In doing so, HHS officials would compare the number of transplant recipients who survive one year, as well as the number of transplanted organs that last a year, with numbers that would be expected given various medical factors. If a hospital's success rate is below expected, officials would apply three statistical tests to be sure that the difference is not just due to chance.
If the hospital fails those tests too, it could lose Medicare reimbursements.
Using the criteria proposed, 10 percent of 541 existing adult heart, kidney, liver and lung transplant programs would fail the test, as would 2 percent of 309 pediatric centers, the government said. It did not identify them.
Programs that fail to meet the standard would be subject to a more extensive review and be given the opportunity to improve before Medicare cut them off, said Marcia Newton, who helped write the rules for the Center for Medicare and Medicaid Services.

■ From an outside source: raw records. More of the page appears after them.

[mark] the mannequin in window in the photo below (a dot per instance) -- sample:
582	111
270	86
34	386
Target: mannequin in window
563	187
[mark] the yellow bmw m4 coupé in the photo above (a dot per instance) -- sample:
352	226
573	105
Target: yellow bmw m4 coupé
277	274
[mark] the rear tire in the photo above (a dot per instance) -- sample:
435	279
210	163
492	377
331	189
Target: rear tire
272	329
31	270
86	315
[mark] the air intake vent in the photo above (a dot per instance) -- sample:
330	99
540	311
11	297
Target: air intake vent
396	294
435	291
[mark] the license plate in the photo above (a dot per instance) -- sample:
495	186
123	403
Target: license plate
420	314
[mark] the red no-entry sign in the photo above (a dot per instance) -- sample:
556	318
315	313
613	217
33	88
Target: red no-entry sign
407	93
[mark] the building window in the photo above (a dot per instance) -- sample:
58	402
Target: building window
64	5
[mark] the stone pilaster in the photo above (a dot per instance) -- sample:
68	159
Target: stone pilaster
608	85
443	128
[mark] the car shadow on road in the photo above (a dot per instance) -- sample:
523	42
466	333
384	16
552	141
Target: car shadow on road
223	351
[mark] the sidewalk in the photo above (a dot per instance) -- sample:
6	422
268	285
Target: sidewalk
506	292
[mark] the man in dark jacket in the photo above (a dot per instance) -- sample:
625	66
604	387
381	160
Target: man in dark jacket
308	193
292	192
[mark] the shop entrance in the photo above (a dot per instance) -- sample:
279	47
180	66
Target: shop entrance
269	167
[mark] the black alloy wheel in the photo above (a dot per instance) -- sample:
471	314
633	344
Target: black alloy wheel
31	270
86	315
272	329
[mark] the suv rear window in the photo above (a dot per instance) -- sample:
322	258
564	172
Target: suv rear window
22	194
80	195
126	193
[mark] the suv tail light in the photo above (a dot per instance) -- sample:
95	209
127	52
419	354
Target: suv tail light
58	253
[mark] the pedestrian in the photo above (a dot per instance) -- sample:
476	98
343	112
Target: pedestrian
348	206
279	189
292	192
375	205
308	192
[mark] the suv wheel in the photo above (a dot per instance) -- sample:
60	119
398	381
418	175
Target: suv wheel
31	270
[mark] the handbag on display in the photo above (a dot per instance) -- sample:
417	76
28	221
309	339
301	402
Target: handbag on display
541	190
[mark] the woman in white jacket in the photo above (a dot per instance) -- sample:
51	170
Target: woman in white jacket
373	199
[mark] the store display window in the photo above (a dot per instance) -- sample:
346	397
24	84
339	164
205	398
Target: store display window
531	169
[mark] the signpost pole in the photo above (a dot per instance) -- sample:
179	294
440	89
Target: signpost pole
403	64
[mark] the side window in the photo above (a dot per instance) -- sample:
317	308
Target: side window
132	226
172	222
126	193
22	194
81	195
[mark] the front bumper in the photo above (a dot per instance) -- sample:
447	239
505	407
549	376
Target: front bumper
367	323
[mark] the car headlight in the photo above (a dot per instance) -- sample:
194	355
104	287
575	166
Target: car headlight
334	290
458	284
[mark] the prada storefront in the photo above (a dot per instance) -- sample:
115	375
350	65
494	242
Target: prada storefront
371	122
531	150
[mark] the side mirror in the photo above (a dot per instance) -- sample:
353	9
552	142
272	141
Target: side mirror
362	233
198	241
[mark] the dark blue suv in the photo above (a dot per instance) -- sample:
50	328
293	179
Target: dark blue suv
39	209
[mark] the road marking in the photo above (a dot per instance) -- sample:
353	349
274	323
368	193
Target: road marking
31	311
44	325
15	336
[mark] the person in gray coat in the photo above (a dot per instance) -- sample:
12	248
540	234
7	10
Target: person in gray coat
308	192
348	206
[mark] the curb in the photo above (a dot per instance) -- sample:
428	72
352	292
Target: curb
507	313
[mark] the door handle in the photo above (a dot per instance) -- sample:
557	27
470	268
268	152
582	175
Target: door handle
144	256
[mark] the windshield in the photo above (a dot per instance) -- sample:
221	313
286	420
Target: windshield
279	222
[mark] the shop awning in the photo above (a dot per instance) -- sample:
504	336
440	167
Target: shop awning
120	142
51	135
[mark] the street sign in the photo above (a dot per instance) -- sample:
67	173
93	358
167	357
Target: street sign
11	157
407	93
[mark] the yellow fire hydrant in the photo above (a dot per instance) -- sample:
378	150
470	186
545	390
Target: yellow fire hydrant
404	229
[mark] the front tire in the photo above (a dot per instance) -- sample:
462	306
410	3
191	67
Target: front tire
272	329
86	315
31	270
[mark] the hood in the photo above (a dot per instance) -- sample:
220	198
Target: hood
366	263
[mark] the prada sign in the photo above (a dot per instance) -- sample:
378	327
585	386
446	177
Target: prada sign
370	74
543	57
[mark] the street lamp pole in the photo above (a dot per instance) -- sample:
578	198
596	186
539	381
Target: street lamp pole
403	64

"The goal is to assist the transplant center in determining where the problem is and what needs to be done," she said.
The rules also require that hospitals tell both potential donors and patients awaiting transplants what the success rates have been — nationally and at the center where the surgery will be performed. While potentially embarrassing to less successful centers, this could arm patients with helpful data in choosing a hospital.
Some object to the government stepping in to regulate a field that has been self-policed until now. The last time HHS tried to regulate transplantation — in that case, how organs were distributed — it led to a yearslong battle. Ultimately, Congress gave HHS the power to set allocation policy, but the department has yet to use it.
There is similar resistance to this proposal.
Dr. Richard Freeman, a liver surgeon at Tufts University, noted that the standards being proposed were developed by the private transplant network, which does its own, more collegial review of transplant programs. He fears that the government will automatically conclude that there are problems when a detailed inquiry might find none.
"Maybe the quality is just fine," he said.
Boone rejects that argument. "Any transplant center of excellence that's doing a good job will not be afraid of accountability," she said.
Many say the federal oversight is particularly essential in protecting living organ donors, who agree to undergo a procedure that has risks without medical rewards.
Kidney and sometimes liver transplant patients are now routinely urged to look for living donors after being told it will take years before they reach the top of the waiting list, which now numbers more than 87,000 for all organs. Relatives and friends could feel pressured to say yes.
Last year, there were nearly 7,000 living organ donors — more than double a decade ago. Most gave a kidney; about 300 gave a liver lobe, and 28 donated a piece of lung.
The proposed Medicare rules would include requirements that transplant centers "fully inform" potential donors about their right to opt out at any point and about the "medical or psychosocial risks to the donor."
Additionally, centers would have to tell would-be donors that future health problems related to the donation may not be covered by their insurance and that their ability to obtain health, disability or life insurance may be affected.
Even so, this wouldn't guarantee that all potential donors would know all the risks, because little national data exist on long-term medical effects on living donors. Advocates have pressed for a long-term registry of donor health and welfare.
An HHS advisory committee recommended an independent advocate be established to look out for the donor's interests without regard to the health of the would-be recipient or the interests of the surgeons. Medicare officials asked for feedback on this idea.
"There needs to be one or two people completely divorced from the emotion," said Dr. Elizabeth Pomfret, who directs the live donor liver program at the Lahey Clinic in Burlington, Mass.
It's essential the government require an advocate and then enforce the rule, said Vickie Hurewitz, whose husband, Mike, died in New York City after giving a piece of liver to his brother.
"An advocate must follow the donor from the time he walks in the door until discharge," she said. "Somebody has to protect the donor from himself."